Projects | Hancheng Min

Ongoing

Neural Alignment in Shallow Networks with Small Initialization

Many theoretical studies on neural networks attribute their excellent empirial performance to the implicit bias or regularization induced by first-order algorithms when training networks under certain initialization assumptions. In particular, it is widely known that sparsity/simplicity-inducing biases can often be achieved by small initialization. This has motivated our investigation into the problem of training a two-layer ReLU network using gradient flow with small initialization. We consider a training dataset with well-separated input vectors: Any pair of input data with the same label are positively correlated, and any pair with different labels are negatively correlated. Our analysis shows that, during the early phase of training, neurons in the first layer try to align with either the positive data or the negative data, depending on its corresponding weight on the second layer. A rigorous analysis of the neurons' directional dynamics allows us to provide an explicit upper bound on the time it takes for all neurons to achieve good alignment with the input data, which depends on the number of data points and how well the data are separated. Our lastest work has studied such alignment under more general data distribution and understanding the effect of such bias in broader aspects of ML, such as robustness, fairness, etc..

Related work:

H. Min and R. Vidal, “Can Implicit Bias Imply Adversarial Robustness?,” in the 41th International Conference on Machine Learning (ICML), 2024, vol. 235, PMLR, 21–27 Jul 2024, pp. 35687–35718. [URL] [PDF] [POSTER] [CODE]
H. Min, E. Mallada, and R. Vidal, “Early Neuron Alignment in Two-layer ReLU Networks with Small Initialization,” in 12th International Conference on Learning Representations (ICLR), 2024. [URL] [PDF] [POSTER] [SLIDES]

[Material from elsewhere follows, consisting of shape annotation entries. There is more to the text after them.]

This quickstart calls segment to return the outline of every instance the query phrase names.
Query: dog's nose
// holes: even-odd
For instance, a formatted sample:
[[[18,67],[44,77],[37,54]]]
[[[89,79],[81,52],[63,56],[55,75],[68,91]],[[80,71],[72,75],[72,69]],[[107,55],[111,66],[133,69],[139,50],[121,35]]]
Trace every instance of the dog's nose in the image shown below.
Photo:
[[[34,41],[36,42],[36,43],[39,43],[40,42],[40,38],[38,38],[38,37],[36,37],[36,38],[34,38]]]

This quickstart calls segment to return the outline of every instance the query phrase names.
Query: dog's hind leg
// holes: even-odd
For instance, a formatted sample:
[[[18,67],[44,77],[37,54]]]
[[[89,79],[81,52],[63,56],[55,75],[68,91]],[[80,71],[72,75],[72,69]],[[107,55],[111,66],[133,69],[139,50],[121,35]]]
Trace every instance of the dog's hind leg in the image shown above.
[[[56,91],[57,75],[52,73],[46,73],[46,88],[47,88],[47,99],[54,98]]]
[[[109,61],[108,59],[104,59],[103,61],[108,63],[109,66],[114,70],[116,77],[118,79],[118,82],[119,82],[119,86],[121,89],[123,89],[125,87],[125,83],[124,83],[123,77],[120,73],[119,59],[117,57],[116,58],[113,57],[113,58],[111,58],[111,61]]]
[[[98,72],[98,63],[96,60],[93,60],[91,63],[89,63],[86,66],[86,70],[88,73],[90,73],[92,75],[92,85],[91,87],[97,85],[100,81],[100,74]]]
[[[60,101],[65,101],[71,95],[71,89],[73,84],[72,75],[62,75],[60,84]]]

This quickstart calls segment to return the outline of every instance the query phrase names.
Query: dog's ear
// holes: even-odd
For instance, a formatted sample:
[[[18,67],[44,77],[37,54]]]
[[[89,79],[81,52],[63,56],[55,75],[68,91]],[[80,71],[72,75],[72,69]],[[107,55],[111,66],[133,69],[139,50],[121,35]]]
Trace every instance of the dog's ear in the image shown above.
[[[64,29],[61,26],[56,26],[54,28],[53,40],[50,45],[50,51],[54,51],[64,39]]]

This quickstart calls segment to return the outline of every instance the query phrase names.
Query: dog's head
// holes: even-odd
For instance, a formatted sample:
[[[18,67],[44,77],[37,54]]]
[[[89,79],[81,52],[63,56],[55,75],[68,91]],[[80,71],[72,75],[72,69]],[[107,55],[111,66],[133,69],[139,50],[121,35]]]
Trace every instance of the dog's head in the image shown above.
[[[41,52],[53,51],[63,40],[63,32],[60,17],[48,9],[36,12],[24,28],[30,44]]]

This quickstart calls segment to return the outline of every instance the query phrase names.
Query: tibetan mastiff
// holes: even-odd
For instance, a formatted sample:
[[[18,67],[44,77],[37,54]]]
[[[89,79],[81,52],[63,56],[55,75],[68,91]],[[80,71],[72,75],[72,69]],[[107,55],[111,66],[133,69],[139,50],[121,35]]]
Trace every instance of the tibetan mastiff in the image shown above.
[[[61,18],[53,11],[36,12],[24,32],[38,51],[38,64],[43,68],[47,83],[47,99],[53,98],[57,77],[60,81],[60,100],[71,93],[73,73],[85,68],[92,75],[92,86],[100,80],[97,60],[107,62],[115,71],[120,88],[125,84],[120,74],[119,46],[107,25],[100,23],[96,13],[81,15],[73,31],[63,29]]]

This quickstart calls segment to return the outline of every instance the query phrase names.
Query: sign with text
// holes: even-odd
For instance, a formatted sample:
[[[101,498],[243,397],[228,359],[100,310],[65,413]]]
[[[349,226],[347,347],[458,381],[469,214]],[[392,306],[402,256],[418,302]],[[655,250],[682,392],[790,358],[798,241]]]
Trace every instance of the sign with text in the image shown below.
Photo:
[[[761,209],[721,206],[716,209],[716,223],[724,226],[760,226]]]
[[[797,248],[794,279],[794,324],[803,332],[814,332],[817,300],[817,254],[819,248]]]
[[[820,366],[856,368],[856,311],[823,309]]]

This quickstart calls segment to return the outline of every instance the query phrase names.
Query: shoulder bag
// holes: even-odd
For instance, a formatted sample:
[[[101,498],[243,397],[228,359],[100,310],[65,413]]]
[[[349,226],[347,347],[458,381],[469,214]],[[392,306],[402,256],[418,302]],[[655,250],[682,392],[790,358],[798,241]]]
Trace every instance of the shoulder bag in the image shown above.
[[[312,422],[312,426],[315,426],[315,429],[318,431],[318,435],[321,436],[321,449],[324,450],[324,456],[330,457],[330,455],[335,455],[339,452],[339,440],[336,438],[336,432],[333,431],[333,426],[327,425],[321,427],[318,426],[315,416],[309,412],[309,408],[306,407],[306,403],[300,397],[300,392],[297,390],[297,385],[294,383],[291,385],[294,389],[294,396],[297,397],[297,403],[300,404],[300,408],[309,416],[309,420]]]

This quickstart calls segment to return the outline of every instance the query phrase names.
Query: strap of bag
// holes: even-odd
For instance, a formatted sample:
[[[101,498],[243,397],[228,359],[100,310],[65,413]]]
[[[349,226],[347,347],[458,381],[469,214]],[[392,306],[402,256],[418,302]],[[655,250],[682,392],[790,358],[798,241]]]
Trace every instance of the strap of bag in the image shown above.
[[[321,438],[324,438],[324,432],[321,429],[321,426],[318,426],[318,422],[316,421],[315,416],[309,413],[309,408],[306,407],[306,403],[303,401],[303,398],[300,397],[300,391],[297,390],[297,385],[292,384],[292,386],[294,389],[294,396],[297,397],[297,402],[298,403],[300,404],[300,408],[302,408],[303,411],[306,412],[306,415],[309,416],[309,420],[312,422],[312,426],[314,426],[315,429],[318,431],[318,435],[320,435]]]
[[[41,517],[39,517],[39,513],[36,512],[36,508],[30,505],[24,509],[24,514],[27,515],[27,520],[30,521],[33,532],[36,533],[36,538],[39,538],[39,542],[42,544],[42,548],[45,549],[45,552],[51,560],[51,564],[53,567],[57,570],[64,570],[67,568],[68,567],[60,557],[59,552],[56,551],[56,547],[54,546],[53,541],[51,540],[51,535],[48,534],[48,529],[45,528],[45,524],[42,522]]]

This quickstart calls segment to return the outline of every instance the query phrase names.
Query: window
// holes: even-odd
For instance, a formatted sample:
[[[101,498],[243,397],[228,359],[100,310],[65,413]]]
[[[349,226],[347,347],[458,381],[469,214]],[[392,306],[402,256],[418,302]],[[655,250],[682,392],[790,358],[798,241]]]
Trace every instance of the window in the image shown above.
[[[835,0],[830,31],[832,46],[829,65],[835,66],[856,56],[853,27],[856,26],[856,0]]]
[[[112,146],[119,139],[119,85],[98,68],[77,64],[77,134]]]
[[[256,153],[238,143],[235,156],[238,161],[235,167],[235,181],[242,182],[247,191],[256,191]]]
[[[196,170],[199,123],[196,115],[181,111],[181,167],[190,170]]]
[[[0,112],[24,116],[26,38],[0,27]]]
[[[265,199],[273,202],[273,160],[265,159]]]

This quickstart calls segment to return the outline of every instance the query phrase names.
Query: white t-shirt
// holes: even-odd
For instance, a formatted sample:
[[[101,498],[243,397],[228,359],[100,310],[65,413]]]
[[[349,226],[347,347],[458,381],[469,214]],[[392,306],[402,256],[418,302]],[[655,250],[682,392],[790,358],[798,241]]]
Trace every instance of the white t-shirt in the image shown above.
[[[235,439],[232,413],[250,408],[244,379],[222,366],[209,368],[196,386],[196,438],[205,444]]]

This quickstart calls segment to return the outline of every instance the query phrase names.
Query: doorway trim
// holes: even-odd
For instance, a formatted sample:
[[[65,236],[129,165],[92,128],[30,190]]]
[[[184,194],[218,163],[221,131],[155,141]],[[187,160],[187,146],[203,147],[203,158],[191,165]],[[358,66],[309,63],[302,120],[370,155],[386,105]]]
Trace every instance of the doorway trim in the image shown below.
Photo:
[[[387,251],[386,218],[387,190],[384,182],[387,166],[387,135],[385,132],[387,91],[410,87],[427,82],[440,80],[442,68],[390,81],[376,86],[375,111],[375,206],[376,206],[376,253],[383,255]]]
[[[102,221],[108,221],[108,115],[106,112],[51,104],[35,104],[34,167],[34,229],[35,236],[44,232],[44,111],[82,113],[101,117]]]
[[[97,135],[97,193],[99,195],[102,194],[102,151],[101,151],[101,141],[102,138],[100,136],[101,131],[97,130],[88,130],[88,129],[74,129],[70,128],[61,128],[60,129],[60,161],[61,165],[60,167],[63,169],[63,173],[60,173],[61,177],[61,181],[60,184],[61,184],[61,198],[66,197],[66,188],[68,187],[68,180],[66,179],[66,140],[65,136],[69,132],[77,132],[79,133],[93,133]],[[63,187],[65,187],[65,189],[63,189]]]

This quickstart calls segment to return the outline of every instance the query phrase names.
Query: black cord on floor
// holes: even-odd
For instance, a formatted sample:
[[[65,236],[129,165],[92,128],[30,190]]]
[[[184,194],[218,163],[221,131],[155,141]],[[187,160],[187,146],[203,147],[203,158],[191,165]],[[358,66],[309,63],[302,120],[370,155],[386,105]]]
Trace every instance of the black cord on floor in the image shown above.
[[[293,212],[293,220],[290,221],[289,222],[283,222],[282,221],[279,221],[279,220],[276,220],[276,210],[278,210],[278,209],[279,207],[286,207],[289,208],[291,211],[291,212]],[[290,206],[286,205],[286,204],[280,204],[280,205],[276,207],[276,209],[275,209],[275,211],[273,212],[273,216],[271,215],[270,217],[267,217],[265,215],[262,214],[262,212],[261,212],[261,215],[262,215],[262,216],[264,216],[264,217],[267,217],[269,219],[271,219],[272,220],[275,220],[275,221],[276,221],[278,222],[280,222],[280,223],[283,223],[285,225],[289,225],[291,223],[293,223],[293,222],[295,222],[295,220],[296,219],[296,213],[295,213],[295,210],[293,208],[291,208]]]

Convergence and Implicit Bias of Overparametrized Neural Networks

Neural networks trained via gradient descent with random initialization and without any regularization enjoy good generalization performance in practice despite being highly overparametrized. A promising direction to explain this phenomenon is to study how initialization and overparametrization affect the convergence and implicit bias of training algorithms. We present a novel analysis of the convergence and implicit bias of gradient flow for linear networks, which connects initialization, optimization, and overparametrization. Our results show that sufficiently overparametrized linear networks are guaranteed to converge to the min-norm solution when properly initialized. Moreover, our convergence analysis is generalized to deep linear networks under a general loss function.

Related work:

H. Min, S. Tarmoun, R. Vidal, and E. Mallada, “Convergence and implicit bias of gradient flow on overparametrized linear networks,” 2023, in preparation.
H. Min, R. Vidal, and E. Mallada, “On the convergence of gradient flow on multi-layer linear models,” in Proceedings of the 40th International Conference on Machine Learning (ICML), vol. 202, PMLR, Jun. 2023, pp. 24850–24887. [URL] [PDF] [POSTER] [SLIDES]
Z. Xu, H. Min, S. Tarmoun, E. Mallada, and R. Vidal, “Linear convergence of gradient descent for finite width over-parametrized linear networks with general initialization,” in Proceedings of The 26th International Conference on Artificial Intelligence and Statistics (AISTATS), vol. 206, PMLR, Apr. 2023, pp. 2262–2284. [URL] [PDF] [SLIDES]
H. Min, S. Tarmoun, R. Vidal, and E. Mallada, “On the explicit role of initialization on the convergence and implicit bias of overparametrized linear networks,” in The 38th International Conference on Machine Learning (ICML), vol. 139, PMLR, Jul. 2021, pp. 7760–7768. [URL] [PDF] [POSTER] [SLIDES]

Past

Learning Coherent Clusters in Large-scale Network Systems

Coherence refers to the ability of a group of interconnected dynamical nodes to respond similarly when subject to certain disturbances. Coherence is instrumental in understanding the collective behavior of large networks, including consensus networks, transportation networks, and power networks. We developed a novel frequency-domain analysis for understanding network coherence, showing that coherent behavior corresponds to the network transfer matrix being approximately low rank in the frequency domain, and it emerges as the network connectivity increases. Such an analysis encompasses heterogeneous node dynamics and leads to a theoretically justifiable aggregation model for a coherent group especially suitable for application to power networks. Moreover, combining our coherence analysis with spectral clustering techniques leads to a novel structure-preserving reduction for large-scale networks with multiple weakly-connected coherent subnetworks, which models the interaction among coherent groups in a highly interpretable manner and opens new avenues for scalable control designs that leverage the reduced network model.

Related work:

H. Min, R. Pates, and E. Mallada, “A frequency domain analysis of slow coherency in networked systems,” 2024, Automatica, accepted. [URL] [PDF]
H. Min and E. Mallada, “Learning coherent clusters in weakly-connected network systems,” in Proceedings of The 5th Annual Learning for Dynamics and Control Conference (L4DC), vol. 211, PMLR, Jun. 2023, pp. 1167–1179. [URL] [PDF] [POSTER]
H. Min and E. Mallada, “Spectral clustering and model reduction for weakly-connected coherent network systems,” in 2023 American Control Conference (ACC), 2023, pp. 2957–2962. [URL] [PDF] [SLIDES]
H. Min, F. Paganini, and E. Mallada, “Accurate reduced order models for coherent heterogeneous generators,” IEEE Control Systems Letters (L-CSS), vol. 5, no. 5, pp. 1741–1746, Nov. 2021, also in ACC 2021. [URL] [PDF] [SLIDES]
H. Min and E. Mallada, “Dynamics concentration of tightly-connected large-scale networks,” in 58th IEEE Conference on Decision and Control (CDC), Dec. 2019, pp. 758–763. [URL] [PDF] [SLIDES]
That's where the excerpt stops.